Bonds: Treasury yields rose across the curve, which flattened somewhat as the shorter maturities jumped. The long bond yield finished at the 50 day moving average. Bonds of all types sold off, municipals in particular seeing a sharp decline.
Commodities: The CRB Index pulled back from recent gains, but there was a good bit of divergence among the various commodity groups. In the upward trending food group, grains backed off from near term highs, while livestock showed strong gains. In energy, both oil and gas lost ground. Precious and industrial metals – with the notable exception of copper – also fell.
Currencies: In a week that saw the G-20 pushing out more empty platitudes, the US Dollar staged a recovery against its major counterparts – the euro in particular – and there you have an short explanation for the reversal in risk assets and the relative under-performance of emerging market stocks.
Trading Themes, Week of Nov. 15 – 19
Stocks: After reaching a new two year high, the SPX pulled back modestly, as we suggested it might do in last week’s trading themes. Volume contracted from the prior week, breadth indicators continue to be positive, and the uptrend since August remains intact, so there is no technical indication at this point that what we saw last week was a false breakout. I still don’t have a long term SPX buy signal but only because of the financials; stripping them out, my buy signal is there, as it is on the NDX and the Dow. Overall my stance is bullish ex financials and interest rate sensitive utilities. For the coming week my open stock positions are a hold, and as we pull back toward the 50 day MA and find support, that would be a good point to add to long positions or open new ones. The principle here is that on a breakout, you wait for the consolidation to buy. The common pattern is for stocks to come back toward the breakout level before continuing to rally, and that is usually the favorable entry point. There is always the chance that the breakout was false but again, I don’t see any reason to believe that in this case. In any event, we will find out soon enough.
(click on charts to enlarge)
Bonds: There isn’t much new to say here – Treasury bonds continue to act poorly as yields back up. Regular readers know I have been warning about this for weeks as we got a short term sell signal on the long bond. There are only two areas where I maintain a long position in bonds: TIPs in longer term portfolios where we want to keep an allocation to fixed income, and closed end muni funds we bought at deep discounts for income oriented portfolios. However, be aware that levered bond funds are very sensitive to increases in short term rates. My overall stance on bonds, needless to say, is still bearish.
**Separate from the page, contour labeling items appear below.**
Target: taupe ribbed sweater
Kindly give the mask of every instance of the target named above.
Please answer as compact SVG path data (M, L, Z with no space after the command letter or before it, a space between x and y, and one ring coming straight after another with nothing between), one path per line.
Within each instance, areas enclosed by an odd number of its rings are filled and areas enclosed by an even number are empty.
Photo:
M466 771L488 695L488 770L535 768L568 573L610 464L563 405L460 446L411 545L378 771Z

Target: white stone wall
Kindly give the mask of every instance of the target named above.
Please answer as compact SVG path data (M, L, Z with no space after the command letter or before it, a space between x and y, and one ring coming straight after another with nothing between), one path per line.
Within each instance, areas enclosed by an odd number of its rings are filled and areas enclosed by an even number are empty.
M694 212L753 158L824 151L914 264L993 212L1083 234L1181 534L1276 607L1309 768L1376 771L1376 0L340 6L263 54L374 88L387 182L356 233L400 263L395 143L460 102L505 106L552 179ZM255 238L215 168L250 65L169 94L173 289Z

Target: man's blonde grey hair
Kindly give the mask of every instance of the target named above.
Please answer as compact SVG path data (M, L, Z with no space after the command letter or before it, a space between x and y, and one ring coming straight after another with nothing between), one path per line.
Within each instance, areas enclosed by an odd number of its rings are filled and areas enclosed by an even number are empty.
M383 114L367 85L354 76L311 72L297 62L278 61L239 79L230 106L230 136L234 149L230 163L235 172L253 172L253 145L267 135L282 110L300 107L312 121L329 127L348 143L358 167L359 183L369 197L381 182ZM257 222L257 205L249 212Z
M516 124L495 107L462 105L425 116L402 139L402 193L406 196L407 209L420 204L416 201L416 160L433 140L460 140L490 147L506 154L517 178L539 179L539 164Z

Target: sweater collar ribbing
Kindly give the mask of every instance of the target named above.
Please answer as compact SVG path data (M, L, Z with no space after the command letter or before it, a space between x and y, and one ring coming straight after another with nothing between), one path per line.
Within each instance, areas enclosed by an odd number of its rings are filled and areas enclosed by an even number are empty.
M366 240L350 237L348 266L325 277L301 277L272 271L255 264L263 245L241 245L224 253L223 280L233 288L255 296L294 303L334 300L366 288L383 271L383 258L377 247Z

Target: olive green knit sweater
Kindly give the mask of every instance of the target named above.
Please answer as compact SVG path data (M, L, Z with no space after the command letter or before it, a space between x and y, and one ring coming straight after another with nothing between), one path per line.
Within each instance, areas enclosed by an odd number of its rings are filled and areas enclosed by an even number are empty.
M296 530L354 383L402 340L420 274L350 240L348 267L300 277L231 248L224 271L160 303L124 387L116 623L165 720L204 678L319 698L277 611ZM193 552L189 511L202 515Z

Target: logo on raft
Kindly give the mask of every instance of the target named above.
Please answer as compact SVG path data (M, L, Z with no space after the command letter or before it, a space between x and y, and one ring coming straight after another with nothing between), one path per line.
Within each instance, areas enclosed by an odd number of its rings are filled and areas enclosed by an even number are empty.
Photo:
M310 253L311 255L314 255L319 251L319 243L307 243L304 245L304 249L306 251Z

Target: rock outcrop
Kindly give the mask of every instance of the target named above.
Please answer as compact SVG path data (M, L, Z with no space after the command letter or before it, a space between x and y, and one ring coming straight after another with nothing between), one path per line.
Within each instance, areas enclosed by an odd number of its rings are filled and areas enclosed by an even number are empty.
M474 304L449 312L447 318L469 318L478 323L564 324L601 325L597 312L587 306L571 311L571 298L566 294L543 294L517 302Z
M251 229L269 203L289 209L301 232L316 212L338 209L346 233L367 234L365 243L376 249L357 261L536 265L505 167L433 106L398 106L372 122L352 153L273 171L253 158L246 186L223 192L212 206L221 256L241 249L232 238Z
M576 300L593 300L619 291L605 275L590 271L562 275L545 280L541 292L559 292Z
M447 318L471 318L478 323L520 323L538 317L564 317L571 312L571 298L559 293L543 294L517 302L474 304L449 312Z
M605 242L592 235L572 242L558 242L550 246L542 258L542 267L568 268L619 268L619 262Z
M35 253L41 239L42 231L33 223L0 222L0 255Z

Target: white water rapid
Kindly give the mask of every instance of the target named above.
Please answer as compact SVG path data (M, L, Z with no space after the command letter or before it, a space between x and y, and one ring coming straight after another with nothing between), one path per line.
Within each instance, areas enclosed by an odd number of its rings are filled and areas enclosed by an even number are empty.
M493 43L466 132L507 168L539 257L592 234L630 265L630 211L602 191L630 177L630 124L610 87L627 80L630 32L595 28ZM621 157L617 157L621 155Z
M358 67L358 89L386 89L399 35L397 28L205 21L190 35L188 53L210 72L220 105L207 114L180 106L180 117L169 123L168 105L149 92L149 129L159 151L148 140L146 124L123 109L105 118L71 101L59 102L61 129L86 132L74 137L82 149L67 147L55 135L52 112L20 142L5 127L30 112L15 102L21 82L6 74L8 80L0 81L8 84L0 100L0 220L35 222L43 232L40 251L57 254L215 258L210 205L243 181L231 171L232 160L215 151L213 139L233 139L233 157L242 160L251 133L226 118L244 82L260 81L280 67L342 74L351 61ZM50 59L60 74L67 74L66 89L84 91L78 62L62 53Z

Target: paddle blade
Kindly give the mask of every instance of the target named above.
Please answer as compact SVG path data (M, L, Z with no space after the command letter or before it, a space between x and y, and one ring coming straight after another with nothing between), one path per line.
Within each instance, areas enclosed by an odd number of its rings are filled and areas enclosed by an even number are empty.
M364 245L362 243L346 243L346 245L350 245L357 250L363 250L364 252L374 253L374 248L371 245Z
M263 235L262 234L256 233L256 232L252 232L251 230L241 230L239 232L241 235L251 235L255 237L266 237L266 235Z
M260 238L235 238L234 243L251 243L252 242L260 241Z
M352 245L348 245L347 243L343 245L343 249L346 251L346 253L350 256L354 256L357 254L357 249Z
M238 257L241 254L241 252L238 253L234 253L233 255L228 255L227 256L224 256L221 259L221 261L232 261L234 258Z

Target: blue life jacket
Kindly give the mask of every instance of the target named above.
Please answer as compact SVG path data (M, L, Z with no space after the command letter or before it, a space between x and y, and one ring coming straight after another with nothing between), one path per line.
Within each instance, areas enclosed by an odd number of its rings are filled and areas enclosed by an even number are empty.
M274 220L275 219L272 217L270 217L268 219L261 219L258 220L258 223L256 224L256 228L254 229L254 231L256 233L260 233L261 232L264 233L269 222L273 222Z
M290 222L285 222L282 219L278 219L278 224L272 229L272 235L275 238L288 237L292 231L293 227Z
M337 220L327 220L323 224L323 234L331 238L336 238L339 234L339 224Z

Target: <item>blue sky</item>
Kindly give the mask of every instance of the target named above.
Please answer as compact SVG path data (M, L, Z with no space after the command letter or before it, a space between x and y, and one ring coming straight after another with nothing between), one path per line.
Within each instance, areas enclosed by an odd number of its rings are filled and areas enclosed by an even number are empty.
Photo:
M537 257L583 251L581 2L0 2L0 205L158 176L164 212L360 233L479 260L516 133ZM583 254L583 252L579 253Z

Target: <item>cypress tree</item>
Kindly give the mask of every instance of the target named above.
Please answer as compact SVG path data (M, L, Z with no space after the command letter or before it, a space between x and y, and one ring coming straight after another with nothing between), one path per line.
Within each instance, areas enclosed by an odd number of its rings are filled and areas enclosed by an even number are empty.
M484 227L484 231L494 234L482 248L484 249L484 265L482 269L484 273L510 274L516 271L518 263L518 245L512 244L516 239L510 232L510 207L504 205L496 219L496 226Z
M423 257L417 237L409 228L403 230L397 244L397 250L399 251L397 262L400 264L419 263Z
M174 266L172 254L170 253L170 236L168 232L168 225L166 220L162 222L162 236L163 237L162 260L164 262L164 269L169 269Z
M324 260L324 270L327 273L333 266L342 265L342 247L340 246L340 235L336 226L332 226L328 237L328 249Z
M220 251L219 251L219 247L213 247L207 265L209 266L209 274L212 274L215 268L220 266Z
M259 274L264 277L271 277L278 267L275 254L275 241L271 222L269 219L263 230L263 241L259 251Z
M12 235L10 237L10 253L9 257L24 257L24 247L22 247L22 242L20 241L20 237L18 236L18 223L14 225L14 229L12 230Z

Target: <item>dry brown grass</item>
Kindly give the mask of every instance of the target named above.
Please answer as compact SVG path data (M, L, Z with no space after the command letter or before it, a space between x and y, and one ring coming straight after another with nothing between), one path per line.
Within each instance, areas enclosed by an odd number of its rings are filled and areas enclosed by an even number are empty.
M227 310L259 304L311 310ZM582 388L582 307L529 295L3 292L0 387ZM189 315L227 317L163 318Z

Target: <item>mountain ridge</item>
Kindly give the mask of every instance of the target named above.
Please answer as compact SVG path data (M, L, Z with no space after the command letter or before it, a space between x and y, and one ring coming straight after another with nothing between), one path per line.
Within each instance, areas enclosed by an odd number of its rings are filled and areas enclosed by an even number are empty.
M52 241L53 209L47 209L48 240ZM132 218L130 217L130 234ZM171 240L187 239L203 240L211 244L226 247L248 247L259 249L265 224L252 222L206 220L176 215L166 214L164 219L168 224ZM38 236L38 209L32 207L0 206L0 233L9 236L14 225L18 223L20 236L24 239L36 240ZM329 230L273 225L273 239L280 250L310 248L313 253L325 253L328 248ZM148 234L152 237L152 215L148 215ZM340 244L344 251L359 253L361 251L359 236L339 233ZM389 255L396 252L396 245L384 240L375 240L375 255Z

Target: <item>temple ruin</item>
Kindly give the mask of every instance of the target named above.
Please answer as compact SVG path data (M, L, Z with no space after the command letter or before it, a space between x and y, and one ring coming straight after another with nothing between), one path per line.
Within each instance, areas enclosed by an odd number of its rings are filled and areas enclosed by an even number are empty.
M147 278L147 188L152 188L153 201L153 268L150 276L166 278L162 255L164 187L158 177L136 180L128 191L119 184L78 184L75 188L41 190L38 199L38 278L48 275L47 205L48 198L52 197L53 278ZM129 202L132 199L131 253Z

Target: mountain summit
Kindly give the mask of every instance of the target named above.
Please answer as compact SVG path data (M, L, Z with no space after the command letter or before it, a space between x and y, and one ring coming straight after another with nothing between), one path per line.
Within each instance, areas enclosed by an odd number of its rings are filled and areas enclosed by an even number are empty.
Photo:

Commodities: The CRB index, and many individual commodities, remain in uptrends, and last week’s correction did little more than relieve overbought conditions. The primary exceptions to the bullish trends are in oil and natural gas, where my reading is neutral on the former and bearish on the latter. In the metals and agriculture, as with stocks, we could see more consolidation or even a correction without breaking the primary uptrends. My basic stance here is also bullish and for most commodity ETF trades, we can buy on support near the 50 day MA.
Currencies: The US Dollar index remains in a primary downtrend, but is fighting back. Technically, it has weathered the storm to this point without breaking to a new longer term low. Fundamentally, increasing bond yields coupled with the still very tenuous situation in the euro zone are supportive of Dollar strength. This is something we have to watch carefully, as the Dollar has been driving movement in the other asset classes. The near term signal will be whether the index can break above the 50 day MA. In that case we would expect to see weakness in the commodities, and would have to watch stocks to see how they react, but I don’t anticipate that in the coming week.
In summary, we are seeing financial markets reposition from a deflationary stance to an mildly inflationary one. This leads me to be generally bullish on stocks and commodities, but for the coming week I will be waiting for continued consolidation at near term support for a buy signal. It also leads me to be bearish on bonds in general, and I continue to hold open short positions in long term Treasuries.
That’s all for now…Good luck and Happy Trading!